This rare fish with a cylindrical and elongated body, sometimes up to two meters long, covered with stony scales, still inhabits, although not abundantly, some rivers on the southern coast of western Cuba, although it found a perfect habitat in the extensive wetland of the Ciénaga de Zapata, the largest in the country, a restricted and protected area in the province of Matanzas.
The extraordinary thing about this relict species is that it is valued by science as a biological relic, a kind of evolutionary link between reptiles, fish and mammals, whose first companions on Earth ceased to exist a whopping few years ago, 27,000 centuries.
The mystery of its survival dazzles the applied scholars and equally the simple mortals aware that it is an order or family endemic to Cuba. There have been specimens in the southern part of the western region and Isle of Youth. Due to the reduction of their current life habitats, the danger of extinction that this family now faces is enormous, which could seem eternal to us.
Other semitropical regions of the Americas also count it among their values. It is estimated they were born in the Carboniferous stage of the Paleozoic era, coinciding with the time when the first reptiles were born. There are scientific theories that relate the body structure, endowed with skeletons, as the possible evolutionary link between fish, reptiles and mammals.
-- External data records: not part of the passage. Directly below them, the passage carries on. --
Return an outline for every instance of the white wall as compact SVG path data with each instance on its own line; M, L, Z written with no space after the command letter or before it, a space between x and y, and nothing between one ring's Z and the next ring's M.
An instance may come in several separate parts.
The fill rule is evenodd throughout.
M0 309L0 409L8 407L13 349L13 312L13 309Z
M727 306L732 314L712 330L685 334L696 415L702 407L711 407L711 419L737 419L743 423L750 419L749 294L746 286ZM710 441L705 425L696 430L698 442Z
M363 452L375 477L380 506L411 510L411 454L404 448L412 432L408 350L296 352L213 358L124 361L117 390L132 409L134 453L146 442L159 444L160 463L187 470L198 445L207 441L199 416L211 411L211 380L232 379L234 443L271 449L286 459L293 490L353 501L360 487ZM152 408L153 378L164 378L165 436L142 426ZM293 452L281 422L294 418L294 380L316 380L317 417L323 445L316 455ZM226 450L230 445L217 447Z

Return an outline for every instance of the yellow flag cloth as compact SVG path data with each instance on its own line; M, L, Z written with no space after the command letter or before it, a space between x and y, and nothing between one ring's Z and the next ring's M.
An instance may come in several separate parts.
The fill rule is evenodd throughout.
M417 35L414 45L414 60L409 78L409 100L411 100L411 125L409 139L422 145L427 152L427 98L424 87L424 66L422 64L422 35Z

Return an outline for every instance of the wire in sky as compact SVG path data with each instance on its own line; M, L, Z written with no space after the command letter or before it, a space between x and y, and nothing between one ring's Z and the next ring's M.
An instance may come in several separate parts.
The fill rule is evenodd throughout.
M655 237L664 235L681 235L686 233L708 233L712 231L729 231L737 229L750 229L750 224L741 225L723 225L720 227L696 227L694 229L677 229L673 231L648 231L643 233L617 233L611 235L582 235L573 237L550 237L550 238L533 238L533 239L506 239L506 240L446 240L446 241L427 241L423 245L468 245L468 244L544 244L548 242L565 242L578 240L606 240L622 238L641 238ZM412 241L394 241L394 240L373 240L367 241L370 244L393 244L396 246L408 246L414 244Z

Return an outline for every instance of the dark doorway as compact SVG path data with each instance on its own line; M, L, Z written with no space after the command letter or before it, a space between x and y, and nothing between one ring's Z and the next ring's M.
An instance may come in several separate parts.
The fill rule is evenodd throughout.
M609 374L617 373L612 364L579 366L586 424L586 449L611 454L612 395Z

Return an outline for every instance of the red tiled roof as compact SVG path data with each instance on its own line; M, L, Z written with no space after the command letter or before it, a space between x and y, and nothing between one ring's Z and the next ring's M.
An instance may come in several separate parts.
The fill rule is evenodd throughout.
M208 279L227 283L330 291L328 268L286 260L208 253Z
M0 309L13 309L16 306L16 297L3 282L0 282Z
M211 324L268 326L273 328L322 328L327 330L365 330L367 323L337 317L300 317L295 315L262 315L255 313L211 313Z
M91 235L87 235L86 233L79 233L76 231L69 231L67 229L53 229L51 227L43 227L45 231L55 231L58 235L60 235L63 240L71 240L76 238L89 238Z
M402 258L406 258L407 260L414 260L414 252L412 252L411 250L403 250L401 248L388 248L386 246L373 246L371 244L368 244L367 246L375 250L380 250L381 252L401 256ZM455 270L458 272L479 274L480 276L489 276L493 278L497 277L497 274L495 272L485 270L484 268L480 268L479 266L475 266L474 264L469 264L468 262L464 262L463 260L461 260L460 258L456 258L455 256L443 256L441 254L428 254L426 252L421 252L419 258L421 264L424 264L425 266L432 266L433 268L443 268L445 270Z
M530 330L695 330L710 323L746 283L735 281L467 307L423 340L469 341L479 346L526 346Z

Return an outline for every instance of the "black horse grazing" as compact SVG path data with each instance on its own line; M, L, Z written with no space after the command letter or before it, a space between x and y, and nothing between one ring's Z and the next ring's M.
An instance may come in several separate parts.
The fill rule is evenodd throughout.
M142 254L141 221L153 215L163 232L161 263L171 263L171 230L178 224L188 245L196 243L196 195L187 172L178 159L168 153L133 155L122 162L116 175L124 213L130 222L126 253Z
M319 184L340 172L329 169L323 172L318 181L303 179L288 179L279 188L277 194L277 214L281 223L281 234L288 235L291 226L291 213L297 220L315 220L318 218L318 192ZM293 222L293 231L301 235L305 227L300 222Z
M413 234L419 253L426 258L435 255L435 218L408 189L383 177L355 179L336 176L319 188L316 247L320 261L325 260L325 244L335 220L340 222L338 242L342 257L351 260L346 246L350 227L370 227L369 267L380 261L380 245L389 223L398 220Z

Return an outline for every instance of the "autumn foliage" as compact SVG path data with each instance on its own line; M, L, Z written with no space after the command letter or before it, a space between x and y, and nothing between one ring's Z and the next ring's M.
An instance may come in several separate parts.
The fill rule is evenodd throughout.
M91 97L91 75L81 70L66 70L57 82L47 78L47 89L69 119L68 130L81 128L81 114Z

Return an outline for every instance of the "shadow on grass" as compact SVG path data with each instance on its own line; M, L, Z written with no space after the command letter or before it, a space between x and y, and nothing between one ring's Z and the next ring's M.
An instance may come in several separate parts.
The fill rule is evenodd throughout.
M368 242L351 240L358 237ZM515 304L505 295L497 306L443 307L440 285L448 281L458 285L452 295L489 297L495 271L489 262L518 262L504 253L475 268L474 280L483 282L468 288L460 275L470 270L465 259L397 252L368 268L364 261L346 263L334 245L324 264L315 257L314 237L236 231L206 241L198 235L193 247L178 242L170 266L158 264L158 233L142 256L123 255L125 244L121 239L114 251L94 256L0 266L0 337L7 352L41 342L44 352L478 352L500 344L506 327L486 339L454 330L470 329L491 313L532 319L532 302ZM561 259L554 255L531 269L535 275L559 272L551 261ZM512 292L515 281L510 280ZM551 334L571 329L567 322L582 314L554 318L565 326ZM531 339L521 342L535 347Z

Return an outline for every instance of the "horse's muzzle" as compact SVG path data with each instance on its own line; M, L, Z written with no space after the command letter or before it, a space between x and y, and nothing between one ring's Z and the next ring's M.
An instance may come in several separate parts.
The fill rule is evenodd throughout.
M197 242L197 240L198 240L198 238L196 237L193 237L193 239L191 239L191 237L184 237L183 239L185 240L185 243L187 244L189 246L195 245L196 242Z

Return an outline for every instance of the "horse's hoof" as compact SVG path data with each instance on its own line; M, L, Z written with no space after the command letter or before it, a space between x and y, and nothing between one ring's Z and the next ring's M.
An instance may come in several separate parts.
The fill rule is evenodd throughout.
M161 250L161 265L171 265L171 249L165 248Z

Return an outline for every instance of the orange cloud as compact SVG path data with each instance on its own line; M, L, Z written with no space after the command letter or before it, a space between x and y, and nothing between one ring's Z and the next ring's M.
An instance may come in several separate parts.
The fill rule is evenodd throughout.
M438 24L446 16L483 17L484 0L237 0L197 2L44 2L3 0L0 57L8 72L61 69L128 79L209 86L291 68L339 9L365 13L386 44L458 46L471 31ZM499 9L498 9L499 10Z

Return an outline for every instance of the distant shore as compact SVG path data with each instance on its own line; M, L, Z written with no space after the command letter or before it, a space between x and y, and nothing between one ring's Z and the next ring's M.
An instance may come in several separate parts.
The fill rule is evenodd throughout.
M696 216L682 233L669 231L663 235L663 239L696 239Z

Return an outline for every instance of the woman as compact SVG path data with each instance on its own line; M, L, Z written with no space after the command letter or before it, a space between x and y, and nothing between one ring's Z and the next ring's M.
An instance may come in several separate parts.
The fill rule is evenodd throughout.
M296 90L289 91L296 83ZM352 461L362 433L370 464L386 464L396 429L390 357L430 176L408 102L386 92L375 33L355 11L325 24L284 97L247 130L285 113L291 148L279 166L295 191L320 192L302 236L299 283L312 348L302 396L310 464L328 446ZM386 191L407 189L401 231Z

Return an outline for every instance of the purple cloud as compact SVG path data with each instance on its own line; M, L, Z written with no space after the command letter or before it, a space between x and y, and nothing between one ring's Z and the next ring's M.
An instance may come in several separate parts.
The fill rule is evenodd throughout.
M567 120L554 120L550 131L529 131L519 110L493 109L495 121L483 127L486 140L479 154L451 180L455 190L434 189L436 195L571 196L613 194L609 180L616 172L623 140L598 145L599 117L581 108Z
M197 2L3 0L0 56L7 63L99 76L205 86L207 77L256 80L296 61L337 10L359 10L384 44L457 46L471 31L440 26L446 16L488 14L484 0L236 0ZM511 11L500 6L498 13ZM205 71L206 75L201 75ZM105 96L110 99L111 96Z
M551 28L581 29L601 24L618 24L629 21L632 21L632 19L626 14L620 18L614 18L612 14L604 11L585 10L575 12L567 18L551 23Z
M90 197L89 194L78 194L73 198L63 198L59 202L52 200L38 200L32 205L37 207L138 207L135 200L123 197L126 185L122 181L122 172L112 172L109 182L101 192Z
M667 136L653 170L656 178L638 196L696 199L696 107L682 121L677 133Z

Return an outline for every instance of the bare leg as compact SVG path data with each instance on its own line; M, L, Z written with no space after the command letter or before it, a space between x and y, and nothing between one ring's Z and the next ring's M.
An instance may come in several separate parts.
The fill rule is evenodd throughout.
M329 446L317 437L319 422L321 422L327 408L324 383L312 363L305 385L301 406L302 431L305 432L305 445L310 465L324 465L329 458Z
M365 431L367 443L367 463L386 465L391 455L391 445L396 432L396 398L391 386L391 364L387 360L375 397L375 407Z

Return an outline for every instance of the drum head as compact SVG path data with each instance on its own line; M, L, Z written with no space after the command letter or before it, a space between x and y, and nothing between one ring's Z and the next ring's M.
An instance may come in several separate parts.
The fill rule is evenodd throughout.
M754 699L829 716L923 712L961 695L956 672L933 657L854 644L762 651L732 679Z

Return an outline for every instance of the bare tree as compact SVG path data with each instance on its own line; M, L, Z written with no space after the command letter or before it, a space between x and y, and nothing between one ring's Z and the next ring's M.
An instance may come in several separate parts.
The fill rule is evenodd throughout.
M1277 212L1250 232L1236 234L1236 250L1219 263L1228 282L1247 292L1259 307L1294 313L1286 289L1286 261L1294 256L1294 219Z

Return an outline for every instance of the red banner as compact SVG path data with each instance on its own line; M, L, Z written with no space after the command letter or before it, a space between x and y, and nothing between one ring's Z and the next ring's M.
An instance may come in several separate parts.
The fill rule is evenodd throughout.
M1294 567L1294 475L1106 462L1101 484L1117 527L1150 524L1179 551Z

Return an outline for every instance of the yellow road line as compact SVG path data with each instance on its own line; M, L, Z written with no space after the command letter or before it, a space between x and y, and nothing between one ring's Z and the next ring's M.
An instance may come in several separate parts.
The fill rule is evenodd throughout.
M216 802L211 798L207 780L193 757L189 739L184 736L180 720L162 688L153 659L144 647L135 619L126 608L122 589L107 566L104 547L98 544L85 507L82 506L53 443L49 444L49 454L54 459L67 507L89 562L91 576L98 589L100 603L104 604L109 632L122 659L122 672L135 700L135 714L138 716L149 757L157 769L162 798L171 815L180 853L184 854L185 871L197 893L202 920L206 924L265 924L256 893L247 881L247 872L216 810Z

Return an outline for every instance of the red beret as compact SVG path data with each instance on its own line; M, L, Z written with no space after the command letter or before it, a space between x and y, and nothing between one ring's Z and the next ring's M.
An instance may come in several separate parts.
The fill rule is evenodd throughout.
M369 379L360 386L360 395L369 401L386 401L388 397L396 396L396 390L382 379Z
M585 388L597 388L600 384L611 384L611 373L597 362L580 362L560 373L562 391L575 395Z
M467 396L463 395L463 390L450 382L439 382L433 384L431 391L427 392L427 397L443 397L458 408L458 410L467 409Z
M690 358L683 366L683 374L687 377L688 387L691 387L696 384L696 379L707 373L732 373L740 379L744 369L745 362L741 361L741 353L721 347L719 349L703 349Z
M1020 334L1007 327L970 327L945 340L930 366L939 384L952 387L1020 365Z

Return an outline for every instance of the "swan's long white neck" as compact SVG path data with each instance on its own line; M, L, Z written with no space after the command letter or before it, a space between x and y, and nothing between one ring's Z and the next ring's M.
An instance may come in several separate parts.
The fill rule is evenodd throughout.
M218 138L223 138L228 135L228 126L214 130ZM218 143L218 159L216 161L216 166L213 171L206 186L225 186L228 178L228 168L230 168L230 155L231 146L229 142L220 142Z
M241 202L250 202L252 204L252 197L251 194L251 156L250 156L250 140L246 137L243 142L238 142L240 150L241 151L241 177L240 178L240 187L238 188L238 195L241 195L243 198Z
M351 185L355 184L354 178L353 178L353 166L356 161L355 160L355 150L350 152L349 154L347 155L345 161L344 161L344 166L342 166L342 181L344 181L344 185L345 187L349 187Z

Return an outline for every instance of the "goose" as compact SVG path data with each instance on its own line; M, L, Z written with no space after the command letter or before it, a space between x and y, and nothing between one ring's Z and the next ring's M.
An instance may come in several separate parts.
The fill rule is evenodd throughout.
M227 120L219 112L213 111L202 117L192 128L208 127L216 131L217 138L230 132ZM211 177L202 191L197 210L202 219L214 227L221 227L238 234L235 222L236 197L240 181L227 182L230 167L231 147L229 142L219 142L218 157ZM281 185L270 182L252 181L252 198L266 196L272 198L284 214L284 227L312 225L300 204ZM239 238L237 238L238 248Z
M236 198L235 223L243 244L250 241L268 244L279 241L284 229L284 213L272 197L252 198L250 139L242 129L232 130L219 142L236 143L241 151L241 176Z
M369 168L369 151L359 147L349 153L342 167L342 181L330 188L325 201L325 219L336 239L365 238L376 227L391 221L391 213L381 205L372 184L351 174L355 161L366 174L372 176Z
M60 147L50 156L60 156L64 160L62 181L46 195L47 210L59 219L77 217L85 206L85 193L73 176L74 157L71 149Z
Called in Cuba manjuarí (Lepisosteustristoechus), name of Taíno or Arawak resonances, in some regions of the Antillean area it is known as alligator fish, due to the extreme hardness of its scales and the shape of its body. Not only is it a true living fossil, but it looks like one.
For that reason, their capture never attracted much to humans. It is known they were part of the diet of the first inhabitants of the Island, peaceful aborigines distributed in communities, found by the Spanish after the arrival of Christopher Columbus in Cuba, on October 27, 1492.
But that matter would be part of another story.